Verdict: The lessee ends up paying hefty termination fee and penalties. It can also cause negatively affect the credit score.

4. Early buyout and selling the car

Instead of paying the termination fee and returning the car to the dealership, the early buyout is a better option. You buy the vehicle before the leasing term ends and sell it to someone else. You have two choices, either sell it to a third-party or the dealership. Many people are not aware of this. A car’s value depreciates over time, so either way, you end up paying more for the car than its worth.

When contemplating an early buyout, you must estimate the value of the car. In addition to this, consider the excess mileage, wear and tear charges, and others, if applicable. These can drive up the cost of an early buyout.

The payoff value is the amount you give when you purchase the car.

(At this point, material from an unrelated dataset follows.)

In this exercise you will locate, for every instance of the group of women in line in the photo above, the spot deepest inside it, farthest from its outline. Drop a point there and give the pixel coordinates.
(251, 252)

The payoff amount includes the early termination fee and depreciation cost of the vehicle. In addition to this, you also have to cover the remaining lease payments. If the down payment on your car was large, you end up paying less in an early buyout. If you sell the car to someone else, you have to pay taxes. But in the case you sell the vehicle to the dealership, you don’t pay taxes.

The following costs are associated with early buyout:

  • Termination fee
  • Remaining lease payments
  • Negative equity
  • Additional charges (Repair costs, storage fee, transportation fee, and taxes)

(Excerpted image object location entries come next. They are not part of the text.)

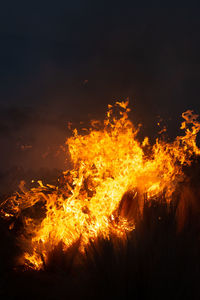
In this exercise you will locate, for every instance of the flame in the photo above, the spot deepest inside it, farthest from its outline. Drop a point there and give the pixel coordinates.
(111, 172)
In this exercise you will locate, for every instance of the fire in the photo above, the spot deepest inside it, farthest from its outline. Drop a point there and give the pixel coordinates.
(104, 191)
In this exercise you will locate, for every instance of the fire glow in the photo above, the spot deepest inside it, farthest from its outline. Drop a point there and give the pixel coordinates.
(112, 171)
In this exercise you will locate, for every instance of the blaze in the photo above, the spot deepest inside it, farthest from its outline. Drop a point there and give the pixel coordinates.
(104, 191)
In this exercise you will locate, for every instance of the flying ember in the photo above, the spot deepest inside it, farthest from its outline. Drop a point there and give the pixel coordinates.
(113, 173)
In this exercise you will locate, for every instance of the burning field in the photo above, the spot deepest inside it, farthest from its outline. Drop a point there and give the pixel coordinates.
(120, 199)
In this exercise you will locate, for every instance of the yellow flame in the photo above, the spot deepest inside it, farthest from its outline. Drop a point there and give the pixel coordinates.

In some cases, you can avoid penalty on wear and tear and excess mileage. Despite this, an early buyout is an expensive option.

Verdict: You end up paying more for the car than its actual worth. You also have to pay a contract termination fee.

5. Trading the vehicle

If you can’t afford the lease on a car, you can exchange the car and obtain a car lease on a new one. Most car dealers prefer that you end up trading the vehicle with them. It allows them to keep you in a loop, so you end up paying to them instead of another dealership.

When you trade a car, you still have to pay the termination fee. It is because you are terminating the previous contract to start a new one. The new leasing contract adjusts the remaining payment on the old car. This method of terminating the lease is advantageous if the new leased car is cheaper. In addition to this, trading in the leased car will not affect your credit score. But you will be getting rid of a car lease only to get yourself into another one.

However, this is not the most suitable option as the remaining payments on the former car roll over to the lease on the new car. In addition to paying for the new car, you pay the lease on the older car as well. Hence, it does not make sense to make lease payments on a car that you no longer use. This method would not resolve your issue if you are not in a stable financially. Instead of getting out of a car lease, you will find yourself in a new car lease while paying monthly payments on the previous one.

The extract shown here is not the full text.